One of the first things you learn when building a machine learning system is that models fail in surprising ways at the boundaries of their training distribution. For Visual Sound Source Localization (VSSL) models, one of those surprising failure modes is deceptively simple: what happens when there's nothing to hear?
The Assumption Buried in Every Benchmark
The standard VSSL evaluation protocol assumes that the audio always corresponds to something visible in the image — a dog barking at a dog, a piano playing next to a pianist. This is called a positive audio case. Models are trained and evaluated almost exclusively on these positive cases.
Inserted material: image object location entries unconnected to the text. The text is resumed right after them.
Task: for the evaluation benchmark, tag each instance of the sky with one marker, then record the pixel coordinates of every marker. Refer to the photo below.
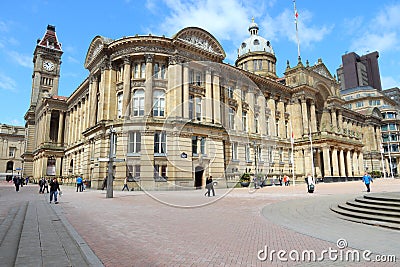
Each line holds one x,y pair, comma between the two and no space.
326,30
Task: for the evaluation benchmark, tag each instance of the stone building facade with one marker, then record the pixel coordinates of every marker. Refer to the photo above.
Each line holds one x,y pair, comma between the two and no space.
180,114
12,146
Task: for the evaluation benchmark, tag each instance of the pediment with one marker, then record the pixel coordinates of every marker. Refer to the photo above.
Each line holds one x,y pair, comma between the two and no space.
321,69
201,39
96,46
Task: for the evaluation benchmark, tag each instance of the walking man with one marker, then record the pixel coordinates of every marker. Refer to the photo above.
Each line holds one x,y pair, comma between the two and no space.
209,186
367,179
125,184
54,189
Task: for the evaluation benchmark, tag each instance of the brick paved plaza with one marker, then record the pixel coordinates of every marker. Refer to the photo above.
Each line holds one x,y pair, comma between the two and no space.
188,229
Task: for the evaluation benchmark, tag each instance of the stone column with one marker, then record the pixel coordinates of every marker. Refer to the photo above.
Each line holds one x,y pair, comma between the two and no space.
297,122
47,126
361,163
304,115
281,123
335,162
340,121
271,106
148,92
313,117
93,88
355,164
185,92
348,164
60,128
327,161
126,87
207,101
216,99
342,168
334,120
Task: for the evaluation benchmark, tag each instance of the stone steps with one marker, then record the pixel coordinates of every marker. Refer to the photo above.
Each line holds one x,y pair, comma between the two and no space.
381,209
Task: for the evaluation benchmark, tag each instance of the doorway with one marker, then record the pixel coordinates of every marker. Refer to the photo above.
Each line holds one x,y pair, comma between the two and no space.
198,177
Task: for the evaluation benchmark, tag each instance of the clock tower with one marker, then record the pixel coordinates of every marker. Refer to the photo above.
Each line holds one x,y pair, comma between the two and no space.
40,128
46,66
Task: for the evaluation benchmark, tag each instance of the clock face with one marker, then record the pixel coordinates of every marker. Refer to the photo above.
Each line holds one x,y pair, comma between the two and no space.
48,65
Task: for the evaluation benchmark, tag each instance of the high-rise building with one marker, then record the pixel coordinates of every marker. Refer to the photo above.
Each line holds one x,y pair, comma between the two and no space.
357,71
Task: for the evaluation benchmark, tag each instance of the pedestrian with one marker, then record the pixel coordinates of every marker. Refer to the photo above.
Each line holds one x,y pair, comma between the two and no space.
125,184
54,189
79,182
16,183
367,179
41,185
104,183
46,186
209,186
310,183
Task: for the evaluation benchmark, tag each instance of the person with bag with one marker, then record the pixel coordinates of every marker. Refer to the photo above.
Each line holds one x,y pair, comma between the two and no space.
367,179
310,183
209,186
54,189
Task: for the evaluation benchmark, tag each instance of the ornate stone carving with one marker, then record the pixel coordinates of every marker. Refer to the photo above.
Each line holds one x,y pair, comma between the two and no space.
198,42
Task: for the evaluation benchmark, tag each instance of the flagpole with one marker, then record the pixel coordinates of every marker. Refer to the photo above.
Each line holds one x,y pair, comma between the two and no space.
312,154
296,15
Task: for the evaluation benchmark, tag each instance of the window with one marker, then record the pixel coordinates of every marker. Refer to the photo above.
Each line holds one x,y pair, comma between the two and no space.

But the real world isn't so clean. Audio can be:
- Silence — nothing is making a sound
- Noise — ambient sound with no meaningful source
- Offscreen — the sound source exists but is outside the camera frame
We call these negative audio cases. And when we tested state-of-the-art models on them, the results were revealing.
What We Found
In our work at UPF and NYU, we evaluated a wide range of SOTA VSSL models using negative audio inputs. The finding was consistent: most models confidently localize a "sound source" even when the audio is pure silence or random noise.
These models aren't localizing audio. They're localizing visually salient regions — and using audio as a justification after the fact.
This is a significant problem. It means that standard benchmarks overestimate real-world model performance. A model that scores well on positive-only evaluation might be completely useless when deployed in conditions where negative audio is possible — which is most real-world scenarios.
Why This Happens
The root cause is in the training signal. Self-supervised VSSL models learn to find correlations between audio and visual features. But because they're only ever trained on positive pairs, they learn to always produce a localization output — there's no mechanism to say "I don't hear anything relevant here."
The model has never learned to abstain. It doesn't know what silence looks like — or rather, it doesn't know that silence should produce a flat, uninformative heatmap.
Our Solution: Learning from Silence and Noise
In SSL-SaN (accepted to BMVC 2025), we propose a simple but effective training strategy: include silence and noise in the training set as negative examples. When the model sees silence, it should learn to produce a near-uniform heatmap — no confident localization.
We also introduce new evaluation metrics that measure a model's performance on both positive and negative audio simultaneously. This gives a much more honest picture of what these models can actually do.
The results are promising: SSL-SaN achieves state-of-the-art performance among self-supervised models on standard benchmarks, while being dramatically more robust to negative audio.
Why This Matters for Industry
If you're building a system that relies on audio-visual understanding — robot perception, smart surveillance, accessibility tools — you need models that know when to say "I don't know." A model that hallucinates sound sources under silence is not just inaccurate; it can be actively misleading.
The lesson generalizes beyond VSSL: always test your model at the boundaries of its training distribution, and specifically with inputs that should produce null or negative outputs. The failures there are often the most informative.